Bolivia (/bəˈlɪviə/ (About this sound listen); Spanish: [boˈliβja]; Guarani: Mborivia [ᵐboˈɾiʋja]; Quechua: Buliwya [bʊlɪwja]; Aymara: Wuliwya [wʊlɪwja]), officially known as the Plurinational State of Bolivia (Spanish: Estado Plurinacional de Bolivia), is a landlocked country located in western-central South America. The capital is Sucre while the seat of government is located in La Paz. The largest city and principal economic and financial center is Santa Cruz de la Sierra, located on the Llanos Orientales (Tropical lowlands) a mostly flat region in the East of Bolivia.
It is constitutionally a unitary state, divided into nine departments. Its geography varies from the peaks of the Andes in the West, to the Eastern Lowlands, situated within the Amazon Basin. It is bordered to the north and east by Brazil, to the southeast by Paraguay, to the south by Argentina, to the southwest by Chile, and to the northwest by Peru. One-third of the country is within the Andean mountain range. With 1,098,581 km2 (424,164 sq mi) of area, Bolivia is the 5th largest country in South America and the 27th largest in the world.
The country’s population, estimated at 11 million, is multiethnic, including Amerindians, Mestizos, Europeans, Asians and Africans. The racial and social segregation that arose from Spanish colonialism has continued to the modern era. Spanish is the official and predominant language, although 36 indigenous languages also have official status, of which the most commonly spoken are Guarani, Aymara and Quechua languages.

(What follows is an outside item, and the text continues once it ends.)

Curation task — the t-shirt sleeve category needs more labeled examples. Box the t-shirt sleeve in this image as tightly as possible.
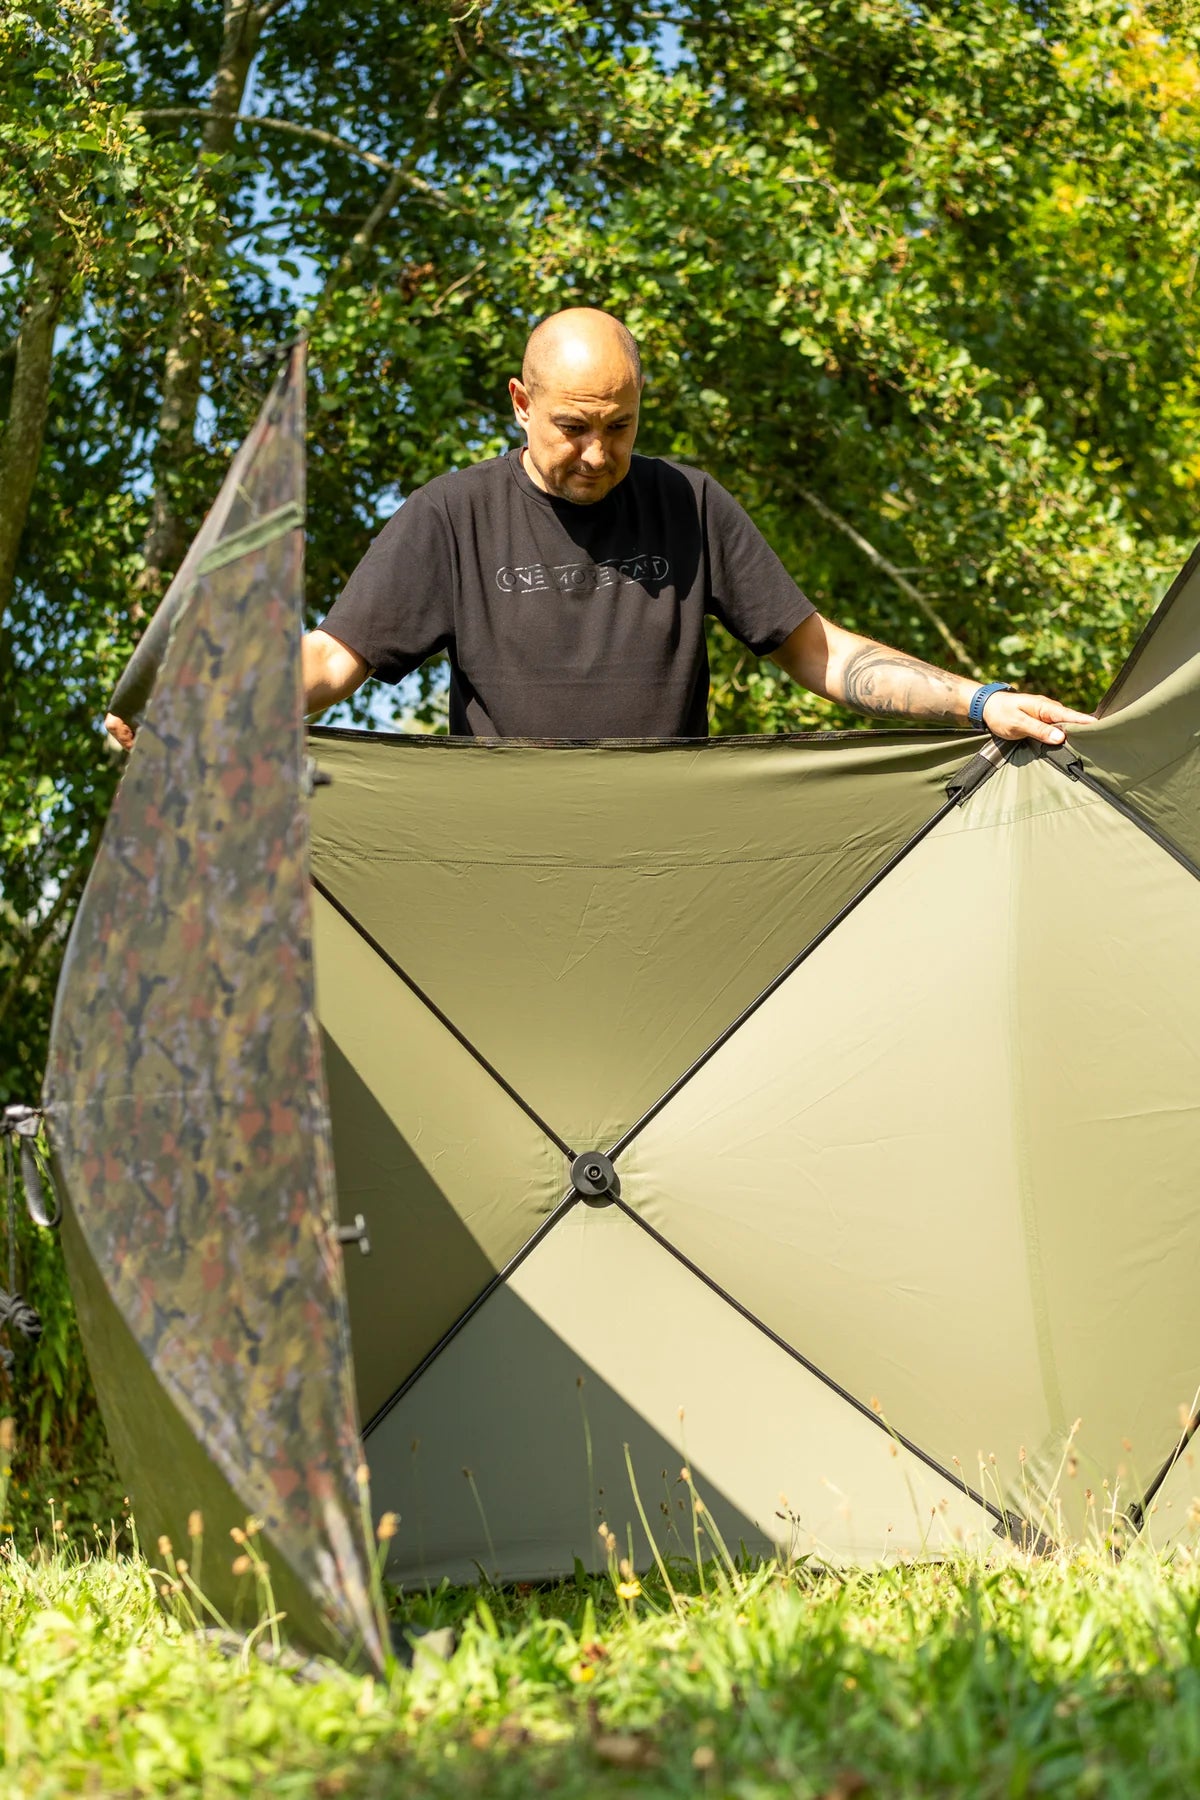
[701,474,815,654]
[318,487,455,683]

Before Spanish colonization, the Andean region of Bolivia was part of the Inca Empire, while the northern and eastern lowlands were inhabited by independent tribes. Spanish conquistadors arriving from Cuzco and Asunción took control of the region in the 16th century. During the Spanish colonial period Bolivia was administered by the Royal Audiencia of Charcas. Spain built its empire in great part upon the silver that was extracted from Bolivia’s mines. After the first call for independence in 1809, 16 years of war followed before the establishment of the Republic, named for Simón Bolívar. Over the course of the 19th and early 20th century Bolivia lost control of several peripheral territories to neighboring countries including the seizure of its coastline by Chile in 1879.